Reputation: 340
I have a following dataframe
column 1 Description Extracted Data
date January 15,2020 is important day
I want to get following result
column 1 Description Extracted Data
date January 15,2020 is important day January 15,2020
df.loc[df['column 1']=='date','Extracted Data']=df['Description'].str.extract(r'((January)|[/. ])|(\d{1,2}|[/., ]|\d{4})')
but I ma not getting desired result.Instead, i ma getting dataframe with all NaN values.
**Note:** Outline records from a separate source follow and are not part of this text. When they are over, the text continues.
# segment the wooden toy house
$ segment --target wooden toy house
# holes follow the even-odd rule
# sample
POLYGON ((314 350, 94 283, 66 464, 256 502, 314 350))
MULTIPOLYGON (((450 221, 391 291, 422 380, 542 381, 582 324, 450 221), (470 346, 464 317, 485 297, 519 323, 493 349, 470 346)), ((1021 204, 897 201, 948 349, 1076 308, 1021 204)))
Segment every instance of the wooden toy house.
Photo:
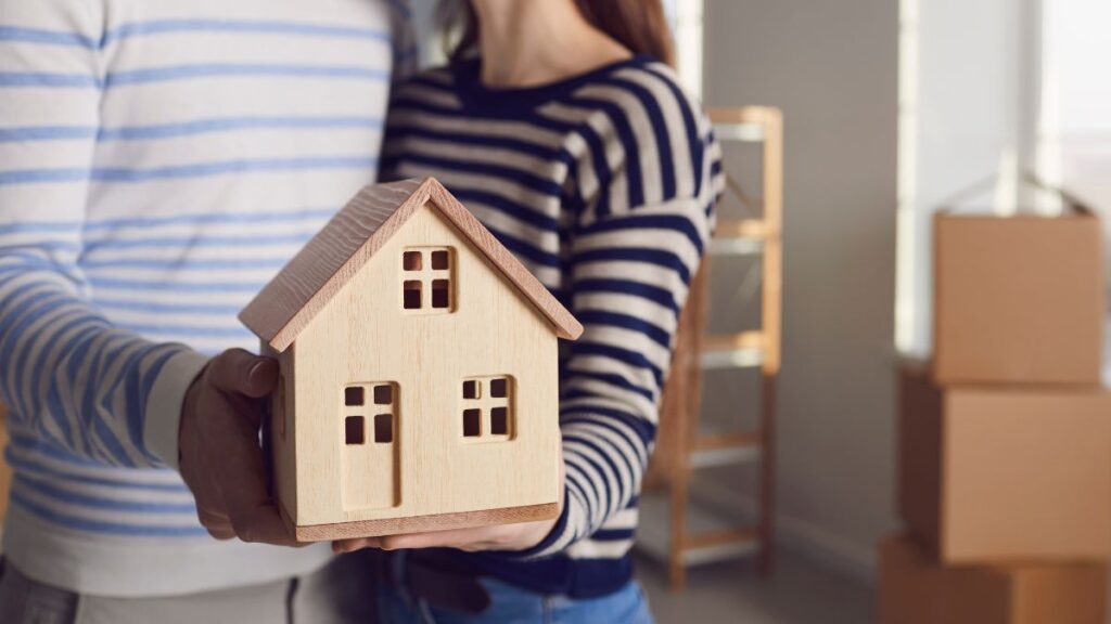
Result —
POLYGON ((242 311, 299 541, 552 517, 557 342, 582 326, 436 180, 363 189, 242 311))

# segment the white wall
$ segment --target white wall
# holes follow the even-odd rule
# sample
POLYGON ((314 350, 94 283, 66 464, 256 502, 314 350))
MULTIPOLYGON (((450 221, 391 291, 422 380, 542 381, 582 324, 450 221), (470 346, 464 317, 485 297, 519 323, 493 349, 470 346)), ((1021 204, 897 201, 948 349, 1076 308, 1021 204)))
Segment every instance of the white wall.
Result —
POLYGON ((899 349, 927 356, 932 341, 931 218, 964 198, 1010 212, 1009 184, 1037 161, 1041 0, 901 0, 899 349))
POLYGON ((784 113, 780 535, 868 576, 895 526, 897 3, 707 0, 705 46, 708 104, 784 113))

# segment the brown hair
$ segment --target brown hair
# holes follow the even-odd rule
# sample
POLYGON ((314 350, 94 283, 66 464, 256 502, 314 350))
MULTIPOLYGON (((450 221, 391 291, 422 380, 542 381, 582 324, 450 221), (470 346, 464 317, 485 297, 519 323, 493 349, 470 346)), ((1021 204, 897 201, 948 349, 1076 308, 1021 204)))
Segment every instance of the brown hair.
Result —
MULTIPOLYGON (((582 17, 612 37, 633 54, 650 54, 674 64, 671 31, 660 0, 574 0, 582 17)), ((444 49, 452 63, 474 54, 479 43, 479 21, 470 0, 441 0, 440 26, 444 49), (449 32, 449 28, 460 28, 449 32)))

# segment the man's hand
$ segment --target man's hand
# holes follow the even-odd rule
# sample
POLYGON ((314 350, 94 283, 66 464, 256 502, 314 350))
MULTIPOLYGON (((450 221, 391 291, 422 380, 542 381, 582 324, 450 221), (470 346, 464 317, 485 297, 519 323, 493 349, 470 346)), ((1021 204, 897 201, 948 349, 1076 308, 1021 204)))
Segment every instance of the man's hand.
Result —
MULTIPOLYGON (((567 504, 562 500, 565 466, 560 457, 559 491, 560 510, 567 504)), ((360 537, 354 540, 337 540, 332 542, 336 553, 349 553, 361 548, 381 548, 398 551, 401 548, 459 548, 461 551, 524 551, 536 546, 554 529, 559 517, 518 524, 500 524, 497 526, 479 526, 477 529, 454 529, 451 531, 431 531, 428 533, 410 533, 408 535, 387 535, 383 537, 360 537)))
POLYGON ((181 476, 218 540, 294 545, 267 491, 259 427, 278 363, 232 349, 193 381, 181 411, 181 476))

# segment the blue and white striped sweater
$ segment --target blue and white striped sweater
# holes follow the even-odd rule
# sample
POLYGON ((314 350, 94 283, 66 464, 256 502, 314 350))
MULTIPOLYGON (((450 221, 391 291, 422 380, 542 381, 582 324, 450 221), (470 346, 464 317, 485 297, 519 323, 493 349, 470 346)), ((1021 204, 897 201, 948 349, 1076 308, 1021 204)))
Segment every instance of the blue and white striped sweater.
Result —
POLYGON ((383 179, 434 175, 583 323, 564 345, 564 511, 526 553, 447 553, 538 591, 590 596, 630 575, 641 476, 679 311, 723 180, 710 124, 647 58, 531 89, 478 62, 402 84, 383 179))
POLYGON ((382 0, 0 0, 4 552, 107 595, 311 570, 217 543, 177 473, 197 353, 374 178, 408 10, 382 0), (173 574, 167 574, 173 566, 173 574))

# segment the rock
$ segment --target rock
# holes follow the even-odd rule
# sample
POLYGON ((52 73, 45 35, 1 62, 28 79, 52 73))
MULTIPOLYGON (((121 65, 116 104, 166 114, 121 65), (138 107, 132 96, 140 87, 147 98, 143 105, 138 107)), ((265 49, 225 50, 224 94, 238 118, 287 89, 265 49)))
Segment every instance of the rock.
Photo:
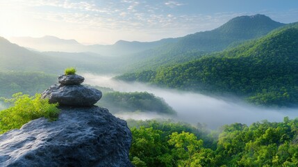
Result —
POLYGON ((76 106, 92 106, 101 96, 100 90, 82 85, 53 85, 42 94, 42 98, 49 98, 50 103, 76 106))
POLYGON ((98 106, 62 108, 0 135, 0 166, 133 166, 126 122, 98 106))
POLYGON ((60 75, 58 77, 58 82, 63 85, 78 85, 84 81, 84 77, 81 75, 60 75))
How can I fix this?
Upvotes: 0
Views: 758
Reputation: 3176
import dateutil.parser as dparser
import pandas as pd
df = pd.DataFrame({'column 1': ['date'], 'Description': ['January 15,2020 is important day']})
df['Extracted Data'] = df['Description'].apply(lambda x: dparser.parse(x,fuzzy=True).strftime('%B %d %Y'))
print(df)
column 1 Description Extracted Data
0 date January 15,2020 is important day January 15 2020
Upvotes: 0
Reputation: 1540
This works:(Oneliner)
df['Extracted data'] = [re.match('[A-Za-z]+ \d{2},\d{4}',x)[0] for x in df['Description']]
output:
column1 Desc Extracted data
0 date January 15,2020 is important day January 15,2020
Regex Link: https://regex101.com/r/ICDJCp/1
Upvotes: 1
Reputation: 5730
Use multi dot .*
and digits.
import pandas as pd
df = pd.DataFrame({'column 1': ['date'], 'Description': ['January 15,2020 is important day']})
df['Extracted Data'] = df['Description'].str.extract(r'(.*,\d{4})')
Output:
column 1 Description Extracted Data
0 date January 15,2020 is important day January 15,2020
Upvotes: 1